2016-05-13 11:35:01 | 日記
🌊東日本震災復興🌸の現状5


震災のおかげと言えば、「みちびき地蔵堂」もそうです。

ああ、俳優で仏像彫刻家の滝田栄さんが制作された地蔵菩薩像ですね。

滝田さんとは、あるお寺の座禅修行で偶然知り合いましてね。

震災後、

「気仙沼の被災された方々のために」

ってことで、
一本の大きな楠から地蔵菩薩像を彫ってくれたんです。

1,000人もの方から寄付金を頂戴して、
父の家の裏手にお地蔵様を安置するお堂を建てていただきました。

また、おじぞうさまの背後には大きな屏風絵が飾られていまして、

これも日本画の大家・富永成風先生に寄贈していただいたんです。

震災がなければこういうご縁はなかったわけですから、本当にありがたいことだなと思ってます。

いま震災のおかげと言う話がありましたが、
私も社員にこういう言い方をしたんですよ。

「変われなかった会社が変わるチャンスをもらったと考えよう」

って。

以前から変わりたいって思いながらも、伝統産業ゆえにいろんなしがらみがあって、
それを言い訳にして変われなかった。

震災がきっかけで変わるチャンスをもらったんだから、
新しい会社を作っていこうと思いました。

でもそれは「ピンチをチャンスに」いっていう、
そんな軽い言葉ではありません。

もうゼロになってしまったんだから、
そこからいろんなことを変えていくんだっていう思い、覚悟です。

その一方で、大変にお気の毒な事なんですが、
あまりにも多くのものをなくして、いまだに3月11日から歩出せない方もいらっしゃるんですね。

ただ、気仙沼地域の復旧・復興を考えたり、
あるいは自分の家族や社員、お得意様を考えた時に、

やはり前に足を踏み出さなければならないと思うんですよ。

自分の会社をどんなことがあっても再建させる。

気仙沼を震災前より、もっと素晴らしい町にしていく。

その気持ちがあると、波動が合うというか、引き寄せられるとゆうか、

いろんな仲間や支援者を通じて、必要な時に必要なものが送られてきたり、
必要なことが起こってくるんです。

あれは不思議ですね。

私、思うんですけど、やはり亡くなった人たちは、

私たちの心の中に「種」を蒔いていったたと思うんですよ。

ああ、心の中に「種」を。

いたずらに嘆き悲しみでばかりいると、その種が腐ってしまう。

悔やんでも、悩んでも、怒っても、何をしても

失ったものは帰ってこないわけですから、
種をきちんと受け止めて育てていく。

そのためには、常に明るい気持ちが必要だと思います。

確かに辛い思いもありますけど、今回の震災は天災でしょう。

天の為せる業なわけですよ。

人智の及ばないところで、こういう震災が起きたって受け止めるしかないと思うんですよね。

そう受け止めることによって、

亡くなった方の蒔いた「種」が私たちの心の中で発芽して、花を咲かせ、実を結んでいく。

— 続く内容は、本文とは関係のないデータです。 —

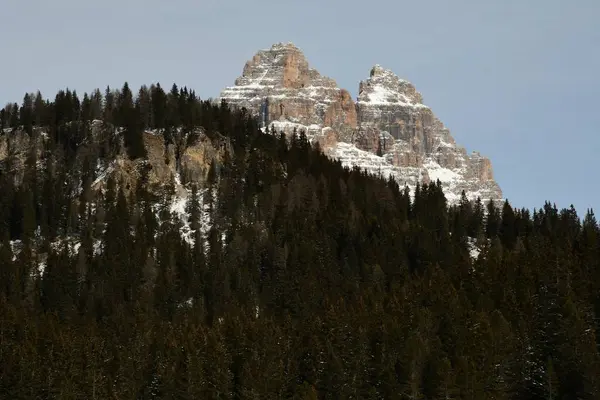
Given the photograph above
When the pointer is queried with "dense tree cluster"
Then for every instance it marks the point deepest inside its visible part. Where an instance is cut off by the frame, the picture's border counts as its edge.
(302, 279)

だから、私たちは亡くなった人たちとともに歩みながら、生きているわけです。


私は震災の時、自分が無力だということをものすごく痛感させられました。

一人では何もできないんだなと。

その時に何をしたかというと、いろんな人たちの力を借りたわけです。

そうやって、皆で力合わせてやっていると、どんどん楽しくなるんですよ。

だとすれば、何事にも真摯に向き合っていきたいなって思うんですね。

自分に対しても、仲間に対しても、地域に対しても。

そのベースにあるのは、自分の力なんか高が知れているということ。

それを踏み外したらダメで、

常に足元から一歩一歩進んでいくしかないのかなと思います。

私はよく社員に

「一日ちょっとずつでも進化しよう」

って言うんですね。

いちどに1メートル2メートルのハイジャンプをする必要はない。

1センチ、いや1ミリでもいいから、日々進化していく気持ちだけは持ち続けてほしいと。

だから、私としては関を越えてきたというよりも、まだ関の途中。

無事に越えられるかどうかも分かりません。

ただ、きっとどこまでいっても、人生に関はあり続けるだろうなと感じています。

私も自分が関を越えてきたとは思っていませんし、

そもそもあの大震災を目のあたりにすると、関を越えようという気すら起きませんよ。

ただ目の前に起きたことを素直に受け止め、

物事に対する執着心をなくすことによって、前を向いて歩いていける。

そういうことなのかなと思っています。

この五年間を振り返ってみると、

やっぱり

「逆境に勝る教育なし」。

この言葉が身に沁みますね。

逆境から学んだことを一つひとつ実践していくことが大事なのかなって思うんです。

その中で、私自身が経営者として心がけているのは、

「品性を磨き高めること」。

もう一つは、

「常に天から見たらどうなのかという視点を持つこと」

です。

トップをやっていると、右に行くか左に行くか、どっちか選択しなきゃいけない時があるじゃないですか。

その時に自分の私利私欲を捨てて、天から見たらどっちがいいのかっていう判断基準を持つようにしているんです。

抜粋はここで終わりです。